La storia del calcio è costellata di racconti di potenziali campioni che si sono persi per strada. La vicenda di Vincent Pericard è una di queste. Francese ma di origini camerunesi, Pericard, da giovanissimo, era considerato un potenziale crack.
Talmente forte che, a 17 anni, viene ingaggiato dalla Juventus. In due anni a Torino gioca un paio di spezzoni di partite ma non lascia il segno come tutti si aspettavano. Inizia così a cambiare maglia in maniera vorticosa. Portsmouth, Sheffield Utd, Plymouth e, successivamente, nel 2006, l’approdo allo Stoke City.
E’ con i Potters che Pericard perde contatto con la realtà: “E’ un posto orrendo e molte persone pensavano al suicidio. Pure io. Pensavo le cose più brutte. Lì nella zona non sono poche le persone con tendenze suicide. Stavo male, ma trovai la forza di parlarne con il manager e chiedere una pausa perché ormai ero entrato in un circolo vizioso pericoloso”, le sue parole al The Sun.
Circolo vizioso che lo porta, nel 2007, ad avere gravi problemi con la giustizia. Viene arrestato e incarcerato per quattro mesi (ma esce, in libertà vigilata, dopo qualche settimana) per aver mentito su chi fosse al volante dell’auto fermata per eccesso di velocità. Ha anche problemi con il braccialetto che gli viene dato per poterlo controllare.
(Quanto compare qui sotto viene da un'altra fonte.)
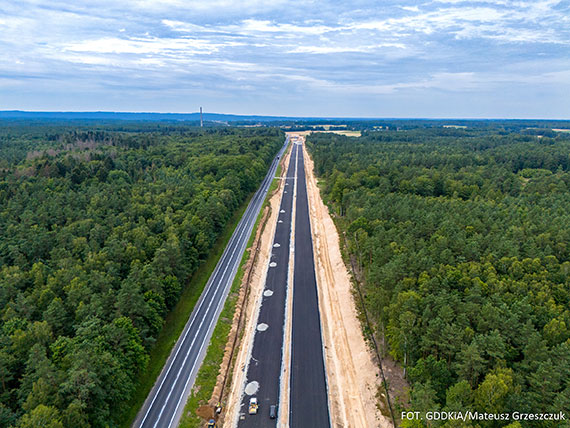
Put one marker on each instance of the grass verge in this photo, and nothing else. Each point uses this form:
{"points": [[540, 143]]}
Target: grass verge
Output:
{"points": [[208, 373], [176, 320]]}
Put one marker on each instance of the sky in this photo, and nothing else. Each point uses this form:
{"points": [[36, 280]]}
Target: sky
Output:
{"points": [[359, 58]]}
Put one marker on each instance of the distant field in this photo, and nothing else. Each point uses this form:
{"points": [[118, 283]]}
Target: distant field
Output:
{"points": [[347, 133]]}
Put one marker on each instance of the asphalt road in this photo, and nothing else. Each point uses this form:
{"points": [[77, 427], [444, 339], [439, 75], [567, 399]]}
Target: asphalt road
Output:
{"points": [[264, 367], [308, 406], [165, 403]]}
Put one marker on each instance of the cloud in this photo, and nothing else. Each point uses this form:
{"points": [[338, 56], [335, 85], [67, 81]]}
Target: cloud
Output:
{"points": [[230, 50]]}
Dopo essersi ritirato, ufficialmente, nel febbraio del 2012 (a 30 anni), nel 2015 si è rivisto nuovamente in campo nella decisamente poco qualitativa Wessex League. Pericard ha anche messo a frutto le sue dolorose esperienze, fondando una compagnia che, come obiettivo finale, ha quello di “…aiutare i giocatori stranieri ad ambientarsi nei loro nuovi club, impedendogli di finire nel vortice della solitudine e della depressione”.